The Association of British Insurers (ABI) said it was acting in response to a report last month by the Financial Conduct Authority (FCA), a UK watchdog, which called the annuity market "disorderly" and criticised insurers for making excessive profits.
The report found that four out of five people would be better off by shopping around for an annuity, though 60 percent stuck with the insurance company with which they had built up their pot.
"It is critical to make sure savers have all the appropriate information they need easily to hand to make the best possible choice at retirement," said Otto Thoresen, the ABI's director general, in a statement. "This means changing the retirement process so that shopping around and providing medical information is built into it."
The ABI, whose annuity-offering members include the likes of Aviva, Standard Life and Legal & General, said pension providers will have to ask all their customers for information about their health and lifestyle so as to help those eligible to get an enhanced rate, an option many are unaware of.

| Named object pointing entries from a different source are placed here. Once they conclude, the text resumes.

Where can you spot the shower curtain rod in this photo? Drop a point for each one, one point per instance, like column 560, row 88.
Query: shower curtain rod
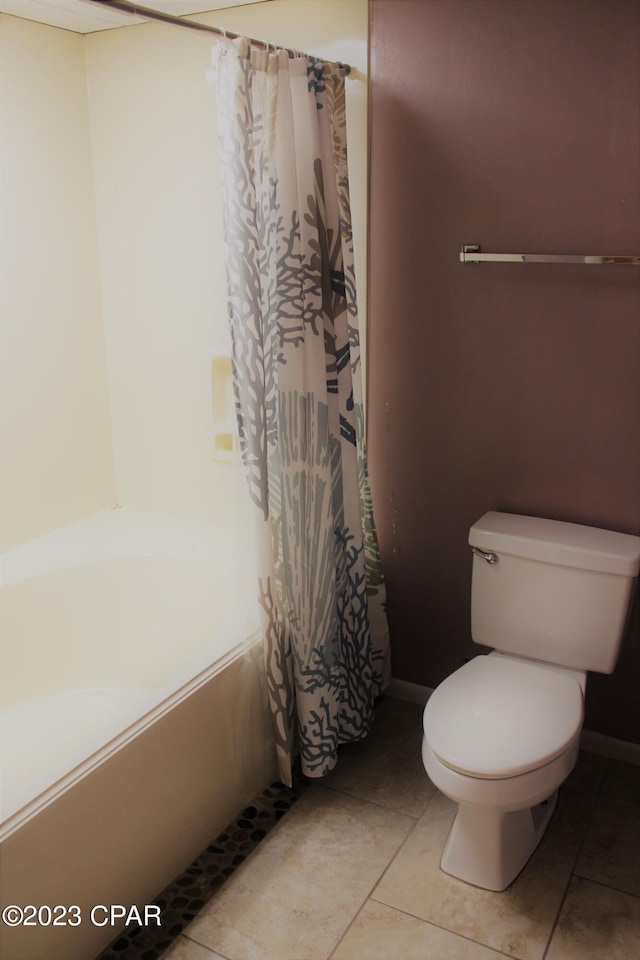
column 136, row 10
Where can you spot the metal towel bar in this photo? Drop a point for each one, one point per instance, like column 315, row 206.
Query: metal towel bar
column 471, row 253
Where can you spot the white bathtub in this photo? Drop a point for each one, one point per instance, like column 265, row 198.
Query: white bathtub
column 132, row 722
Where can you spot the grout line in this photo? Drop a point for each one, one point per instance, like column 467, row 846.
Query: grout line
column 572, row 872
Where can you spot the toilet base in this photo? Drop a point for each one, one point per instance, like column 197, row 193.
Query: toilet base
column 488, row 847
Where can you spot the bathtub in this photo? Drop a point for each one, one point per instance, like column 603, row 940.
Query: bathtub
column 132, row 720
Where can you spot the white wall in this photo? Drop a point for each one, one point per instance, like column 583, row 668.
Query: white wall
column 157, row 186
column 56, row 461
column 140, row 158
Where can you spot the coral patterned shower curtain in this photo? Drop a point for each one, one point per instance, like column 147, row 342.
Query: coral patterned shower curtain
column 298, row 396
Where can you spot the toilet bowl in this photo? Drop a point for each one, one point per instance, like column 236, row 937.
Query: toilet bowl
column 501, row 734
column 507, row 734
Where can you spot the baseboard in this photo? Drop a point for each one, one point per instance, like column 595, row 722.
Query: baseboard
column 404, row 690
column 592, row 742
column 604, row 746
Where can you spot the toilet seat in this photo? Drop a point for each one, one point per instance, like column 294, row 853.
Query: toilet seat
column 498, row 717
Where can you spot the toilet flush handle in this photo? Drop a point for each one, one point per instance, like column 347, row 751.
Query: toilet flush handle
column 485, row 555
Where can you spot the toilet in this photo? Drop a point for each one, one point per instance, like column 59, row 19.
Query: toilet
column 502, row 733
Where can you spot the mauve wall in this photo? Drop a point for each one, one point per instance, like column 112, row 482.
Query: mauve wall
column 515, row 125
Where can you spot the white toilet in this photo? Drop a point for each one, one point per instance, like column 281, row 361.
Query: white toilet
column 502, row 733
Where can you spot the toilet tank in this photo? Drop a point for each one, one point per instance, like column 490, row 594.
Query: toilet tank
column 553, row 591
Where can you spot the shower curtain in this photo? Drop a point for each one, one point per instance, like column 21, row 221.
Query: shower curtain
column 298, row 396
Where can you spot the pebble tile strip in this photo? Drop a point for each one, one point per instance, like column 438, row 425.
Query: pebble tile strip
column 188, row 893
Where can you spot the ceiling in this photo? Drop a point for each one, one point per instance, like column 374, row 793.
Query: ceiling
column 82, row 16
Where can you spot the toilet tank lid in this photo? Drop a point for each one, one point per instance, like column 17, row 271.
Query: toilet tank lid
column 555, row 541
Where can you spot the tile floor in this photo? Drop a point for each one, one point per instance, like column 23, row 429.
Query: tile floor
column 351, row 872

Providers will also give savers a comparison of annuity quotes and will have a conversation with those approaching retirement that would include a "high-level overview of alternatives to annuities", the ABI said.

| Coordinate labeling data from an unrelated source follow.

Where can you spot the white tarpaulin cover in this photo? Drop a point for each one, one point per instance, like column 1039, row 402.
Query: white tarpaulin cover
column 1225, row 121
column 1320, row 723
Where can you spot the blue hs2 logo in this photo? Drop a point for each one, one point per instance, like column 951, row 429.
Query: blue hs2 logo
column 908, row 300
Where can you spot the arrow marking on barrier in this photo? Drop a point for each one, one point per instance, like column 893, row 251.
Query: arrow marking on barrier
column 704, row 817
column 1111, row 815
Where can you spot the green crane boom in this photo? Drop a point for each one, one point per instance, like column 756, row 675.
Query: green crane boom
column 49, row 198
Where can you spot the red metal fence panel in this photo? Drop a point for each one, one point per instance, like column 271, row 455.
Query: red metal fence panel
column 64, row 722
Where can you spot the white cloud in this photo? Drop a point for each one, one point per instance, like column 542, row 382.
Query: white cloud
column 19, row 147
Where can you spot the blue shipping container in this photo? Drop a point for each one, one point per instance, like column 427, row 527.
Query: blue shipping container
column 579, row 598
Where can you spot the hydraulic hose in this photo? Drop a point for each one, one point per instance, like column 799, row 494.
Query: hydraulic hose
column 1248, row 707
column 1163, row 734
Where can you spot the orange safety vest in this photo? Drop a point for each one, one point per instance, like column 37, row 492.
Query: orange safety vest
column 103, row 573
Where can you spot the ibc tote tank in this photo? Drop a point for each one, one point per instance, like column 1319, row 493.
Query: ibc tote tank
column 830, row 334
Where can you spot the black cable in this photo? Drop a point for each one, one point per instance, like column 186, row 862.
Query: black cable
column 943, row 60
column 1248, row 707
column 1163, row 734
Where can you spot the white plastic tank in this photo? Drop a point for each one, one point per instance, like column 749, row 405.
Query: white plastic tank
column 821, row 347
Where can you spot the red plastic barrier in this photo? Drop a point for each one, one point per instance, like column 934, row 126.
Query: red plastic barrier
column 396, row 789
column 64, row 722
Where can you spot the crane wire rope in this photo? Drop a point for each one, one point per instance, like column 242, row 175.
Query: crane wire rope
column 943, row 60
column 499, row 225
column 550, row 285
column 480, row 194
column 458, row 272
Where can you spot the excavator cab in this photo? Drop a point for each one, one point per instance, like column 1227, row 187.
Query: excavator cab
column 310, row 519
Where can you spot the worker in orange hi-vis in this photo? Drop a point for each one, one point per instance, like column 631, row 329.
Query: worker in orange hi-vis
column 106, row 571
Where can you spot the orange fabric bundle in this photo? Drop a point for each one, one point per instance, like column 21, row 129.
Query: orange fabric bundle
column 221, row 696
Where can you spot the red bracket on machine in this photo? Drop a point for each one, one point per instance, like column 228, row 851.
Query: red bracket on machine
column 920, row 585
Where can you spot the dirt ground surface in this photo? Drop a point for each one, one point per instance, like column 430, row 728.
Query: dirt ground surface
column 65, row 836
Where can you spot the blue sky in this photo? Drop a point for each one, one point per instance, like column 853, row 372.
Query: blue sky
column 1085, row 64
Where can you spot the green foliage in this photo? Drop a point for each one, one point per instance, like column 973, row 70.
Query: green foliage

The industry body said its members would start implementing the changes now, with a target for completion by summer 2015.
Ros Altmann, a pensions campaigner and former government adviser, welcomed the reforms but said savers needed independent financial advice.

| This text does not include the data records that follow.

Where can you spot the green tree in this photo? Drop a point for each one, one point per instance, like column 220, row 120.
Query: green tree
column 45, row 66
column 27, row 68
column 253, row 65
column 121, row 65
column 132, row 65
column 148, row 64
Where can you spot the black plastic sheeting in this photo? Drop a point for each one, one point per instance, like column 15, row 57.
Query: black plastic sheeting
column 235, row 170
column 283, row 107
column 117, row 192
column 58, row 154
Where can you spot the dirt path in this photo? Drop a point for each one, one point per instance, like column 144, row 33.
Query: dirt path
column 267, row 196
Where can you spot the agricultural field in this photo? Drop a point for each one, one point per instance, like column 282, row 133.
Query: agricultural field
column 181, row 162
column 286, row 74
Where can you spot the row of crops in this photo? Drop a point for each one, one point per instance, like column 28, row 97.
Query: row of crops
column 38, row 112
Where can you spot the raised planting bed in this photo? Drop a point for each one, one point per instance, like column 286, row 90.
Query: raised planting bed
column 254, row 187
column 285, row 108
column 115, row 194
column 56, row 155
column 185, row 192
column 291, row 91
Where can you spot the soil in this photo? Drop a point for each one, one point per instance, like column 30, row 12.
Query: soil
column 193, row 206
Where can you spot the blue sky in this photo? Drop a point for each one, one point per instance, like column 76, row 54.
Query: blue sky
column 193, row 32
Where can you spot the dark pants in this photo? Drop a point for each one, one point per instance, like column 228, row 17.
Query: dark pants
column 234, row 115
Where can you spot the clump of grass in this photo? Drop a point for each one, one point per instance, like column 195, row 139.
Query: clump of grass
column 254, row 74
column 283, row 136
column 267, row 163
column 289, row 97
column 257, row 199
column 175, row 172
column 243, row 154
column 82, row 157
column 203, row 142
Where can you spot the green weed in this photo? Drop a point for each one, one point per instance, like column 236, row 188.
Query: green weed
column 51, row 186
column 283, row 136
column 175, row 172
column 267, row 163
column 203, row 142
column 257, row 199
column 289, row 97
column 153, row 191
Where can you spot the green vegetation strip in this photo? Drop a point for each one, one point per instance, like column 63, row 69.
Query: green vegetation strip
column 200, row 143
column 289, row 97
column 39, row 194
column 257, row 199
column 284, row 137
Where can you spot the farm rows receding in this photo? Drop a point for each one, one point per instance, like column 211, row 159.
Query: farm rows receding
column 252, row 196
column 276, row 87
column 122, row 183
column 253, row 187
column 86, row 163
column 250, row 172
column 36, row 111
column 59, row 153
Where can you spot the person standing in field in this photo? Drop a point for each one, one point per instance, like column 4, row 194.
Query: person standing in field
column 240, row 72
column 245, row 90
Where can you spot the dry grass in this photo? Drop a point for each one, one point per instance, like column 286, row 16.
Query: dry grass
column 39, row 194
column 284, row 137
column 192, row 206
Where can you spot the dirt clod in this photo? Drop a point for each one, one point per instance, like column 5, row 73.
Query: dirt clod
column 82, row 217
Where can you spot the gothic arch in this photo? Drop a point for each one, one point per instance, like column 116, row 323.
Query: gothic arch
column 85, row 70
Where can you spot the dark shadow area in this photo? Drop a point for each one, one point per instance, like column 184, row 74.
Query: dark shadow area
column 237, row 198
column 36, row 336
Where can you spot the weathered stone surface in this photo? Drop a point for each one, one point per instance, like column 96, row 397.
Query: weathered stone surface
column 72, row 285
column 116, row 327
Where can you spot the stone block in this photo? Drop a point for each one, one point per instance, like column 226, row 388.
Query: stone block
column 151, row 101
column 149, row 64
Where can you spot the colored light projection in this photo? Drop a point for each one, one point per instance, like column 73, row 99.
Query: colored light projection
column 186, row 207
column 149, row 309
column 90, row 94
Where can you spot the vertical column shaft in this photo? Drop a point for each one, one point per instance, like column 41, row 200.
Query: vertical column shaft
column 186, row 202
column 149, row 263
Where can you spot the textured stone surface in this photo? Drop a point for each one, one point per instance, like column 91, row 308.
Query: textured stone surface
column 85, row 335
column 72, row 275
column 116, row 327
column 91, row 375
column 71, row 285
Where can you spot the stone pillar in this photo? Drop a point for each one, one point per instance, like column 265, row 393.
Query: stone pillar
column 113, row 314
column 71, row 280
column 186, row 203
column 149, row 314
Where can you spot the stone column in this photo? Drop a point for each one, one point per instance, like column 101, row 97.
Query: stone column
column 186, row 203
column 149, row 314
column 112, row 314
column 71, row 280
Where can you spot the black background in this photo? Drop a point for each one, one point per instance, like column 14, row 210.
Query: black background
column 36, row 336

"Offering ... a conversation with an in-house team won't be enough unless there are proper protections in place. Customers need unbiased, effective communications," Altmann said.
The ABI also called on George Osborne, the British finance minister, to announce a relaxation of the rules around small pension pots in next week's budget so savers with less than 10,000 pounds ($16,700) can take their money in cash.
That option is only available to those with pension pots of less than 2,000 pounds, while those with more must buy a lifetime annuity offering a very low income.